Abstract
As one-reel, illegally made and exhibited pornographic films, early 20th century American stag films have been the subject of numerous scholarship on the historical and technological developments of moving-image sexual encounter. Authors like Linda Williams (1999) have attended to the visual means by which the technology of porn filmmaking articulated the hidden mechanisms of sexual functioning for audiences at the same time that it provided sexual arousal. While Williams’s intervention is useful for linking the cinematic apparatus to the development of modern discourses around sexuality as delineated by Foucault’s scientia sexualis, simultaneous attention to how racial science and empire were concurrently central to such technological developments reveals a productive set of questions regarding race in/and silent film pornography – especially as we consider the imagined Middle East as the site of sexual encounter.

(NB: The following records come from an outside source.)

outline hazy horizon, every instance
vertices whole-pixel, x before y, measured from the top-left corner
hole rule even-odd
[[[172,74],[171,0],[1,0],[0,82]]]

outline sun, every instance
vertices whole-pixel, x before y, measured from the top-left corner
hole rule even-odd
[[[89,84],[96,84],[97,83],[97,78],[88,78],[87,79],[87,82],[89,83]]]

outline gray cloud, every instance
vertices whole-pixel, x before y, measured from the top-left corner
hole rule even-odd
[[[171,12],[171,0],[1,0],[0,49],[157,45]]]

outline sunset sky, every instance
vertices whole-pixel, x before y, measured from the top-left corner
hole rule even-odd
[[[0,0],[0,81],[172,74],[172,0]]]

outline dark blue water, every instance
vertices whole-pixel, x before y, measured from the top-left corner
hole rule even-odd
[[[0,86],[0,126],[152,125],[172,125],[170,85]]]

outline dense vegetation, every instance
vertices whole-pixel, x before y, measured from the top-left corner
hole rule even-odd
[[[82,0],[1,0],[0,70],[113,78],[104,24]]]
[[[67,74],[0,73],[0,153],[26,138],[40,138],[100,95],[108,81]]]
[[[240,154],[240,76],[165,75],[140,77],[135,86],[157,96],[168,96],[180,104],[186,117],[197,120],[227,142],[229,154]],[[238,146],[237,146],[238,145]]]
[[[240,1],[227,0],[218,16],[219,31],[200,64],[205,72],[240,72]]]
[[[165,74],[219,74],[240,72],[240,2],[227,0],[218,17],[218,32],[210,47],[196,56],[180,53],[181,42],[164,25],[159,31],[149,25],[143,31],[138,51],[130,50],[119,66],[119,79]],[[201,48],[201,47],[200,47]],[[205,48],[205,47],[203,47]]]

Attending to scholarly claims that the development of cinema cannot be delinked from its colonial and imperial operation in the marking of racial difference (Rony 1996; Behdad 2016), this presentation explores the construction of racial/sexual difference in early U.S. stag films that explicitly center imagined Middle Eastern subjects. By looking to case study films, including the 1920 A Country Stud Horse (which stars a woman dressed in a costume similar to that of ‘Fatima’ in the World’s Columbian Exposition), early stag films employed varying techniques to emphasize racialized sexual difference that reflected fantasies of imperial contact with the Middle East in the early 20th century.
In their use of costume, Orientalist objects, and imagery of the imagined Middle East, I argue that early stag films provide a productive site for analyzing cinema as making simultaneously visible both sexual contact and racial difference through arousing sexual performance onscreen. Attending to the strategies of fantasizing the Middle East in these pornographic productions reveals both how racial difference was marked as a cinematic endeavor in the U.S. at the turn of the century and how it further translates within the realm of racialized sexuality in the product of the stag film. In so doing, I not only bridge scholarship on cinema as a technology of colonial encounter in the Middle East and as an apparatus that intended to make sex visible at the turn of the century, but further posit stag films (and pornography in general) as a useful site of analysis in the study of empire, U.S. fantasies of the Middle East, and racialized sexuality.